Ben şöyle bir fikir sundum, İzmir’de 12 tane aday mı var diyelim. En geniş kapsamlı bir anket 500 bin liraya mı yapılıyor diyelim. Bir bölümünü parti versin, bir bölümünü de aday adayları versin. Ankete girmek isteyenler versin. Tarafsız bir şirket yapsın ve direkt Genel Merkeze gitsin. Bana, Tuncay Özkan şöyle dedi; “Laptop ile anket yaptıracağız ve görüntü alacağız. Direkt Genel Merkeze düşecek” Böyle bir yöntem güzel. Ben o zaman rahatladım. Ben, Büyükşehir Belediye Başkanı olmak için yanıp tutuşmuyorum ama kamuoyunda olduğumu biliyorum. Bana yoğun bir baskı geliyor. Bunu her adı geçen isim söylüyor.
İZBAN GREVİNDE OLAYA DOĞRU BAKMAK LAZIM
Peki, İZBAN grevi süreci hakkında ne düşünüyorsunuz?

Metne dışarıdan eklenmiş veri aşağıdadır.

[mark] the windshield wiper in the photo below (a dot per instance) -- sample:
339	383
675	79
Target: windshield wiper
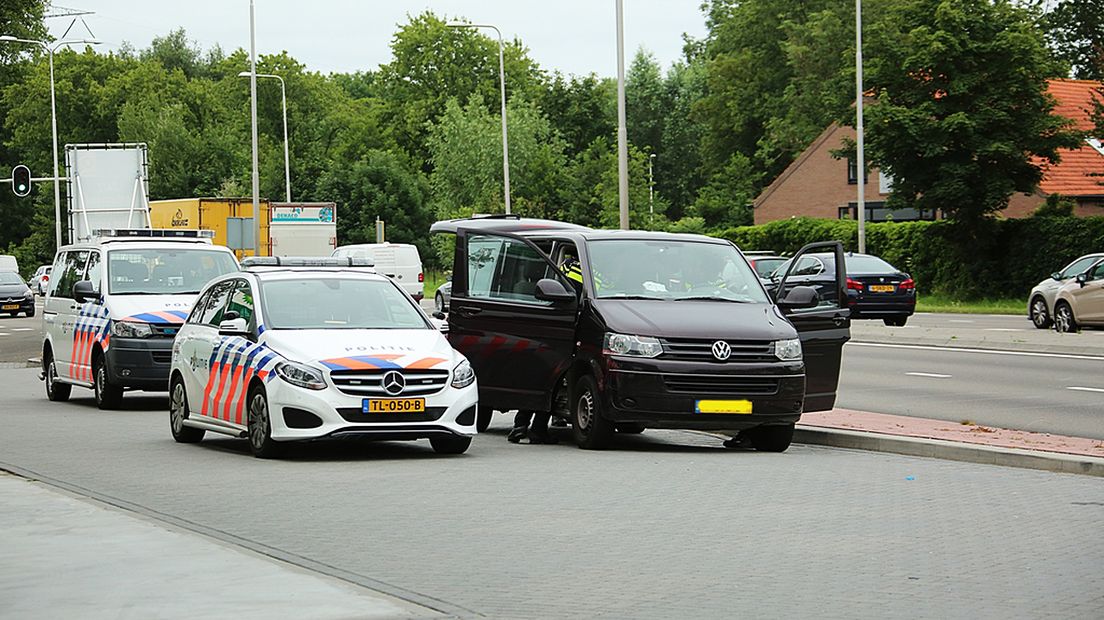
711	298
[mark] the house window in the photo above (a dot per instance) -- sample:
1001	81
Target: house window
852	172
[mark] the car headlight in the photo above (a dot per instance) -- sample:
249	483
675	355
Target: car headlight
787	350
300	375
131	329
463	375
633	345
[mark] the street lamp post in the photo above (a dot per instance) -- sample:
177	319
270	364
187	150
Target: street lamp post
501	86
287	160
53	118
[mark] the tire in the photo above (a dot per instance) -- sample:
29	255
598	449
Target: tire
591	429
483	418
108	395
450	444
178	410
1039	314
56	392
1063	318
261	429
771	438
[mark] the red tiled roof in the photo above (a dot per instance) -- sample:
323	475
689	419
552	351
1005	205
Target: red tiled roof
1080	171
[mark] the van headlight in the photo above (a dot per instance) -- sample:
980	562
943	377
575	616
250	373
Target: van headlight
788	350
463	375
632	345
300	375
131	329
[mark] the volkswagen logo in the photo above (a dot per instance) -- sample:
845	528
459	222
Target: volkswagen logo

Bir tarafta emeğinin peşinde olan insanlar var, haklılar. İstanbul’da, Ankara’da bu işi yapan kişiler arasında uçurum var. Sendikal hakları. Haklı buluyorum. Diğer taraf, işveren pozisyonunda Demiryolları ve Aziz Kocaoğlu var. Aziz Kocaoğlu, yüzde 25 teklif götürmüş. Karşı taraf kabul etmemiş. Düşük olduğu için. Aziz Kocaoğlu, kendi cebinden vermiyor ki? Büyükşehir’in bütçesinden veriyor bunu. Büyükşehir Belediyesi’nin parası kimin? İzmir halkının. Seçime 3 ay kalmış. Giderken bir hovardalık yapayım, yüzde 50 vereyim diyebilirdi. Yiğidi öldür hakkını yeme. Şu anda yüzde 50 diye bir şey yok. Öyle bir şey olursa insanlar, tepki gösterirler. Bunun bir çözümü olur mu? Bence olur. Bir orta yol bulunur. Karşı taraf ne istiyor? Sen ne veriyorsun? Arada 5 puanlık bir fark mı var? Nasıl engellensin? Yerel seçime kadar bunu kabul et. Yerel seçimden sonra yeni belediye başkanı belli olacak. 2 ay var. Sonra tekrar yeni belediye başkanı ile pazarlığını yaparsın. Bundan sonra sorumluluk yeni belediye başkanına. Sendikacı arkadaşlara sesleniyorum; bu grevi bitirin. Yeni aday belli olsun. Ondan sonra yeniden pazarlık yapın. Bir de üçüncü bir durum var. Bu durumdan Cumhuriyet Halk Partisi’ne zarar verebilir miyiz? Onun derdindeler. Olaya doğru bakmak lazım. İki tarafın da yerine kendini koymak zorundayız.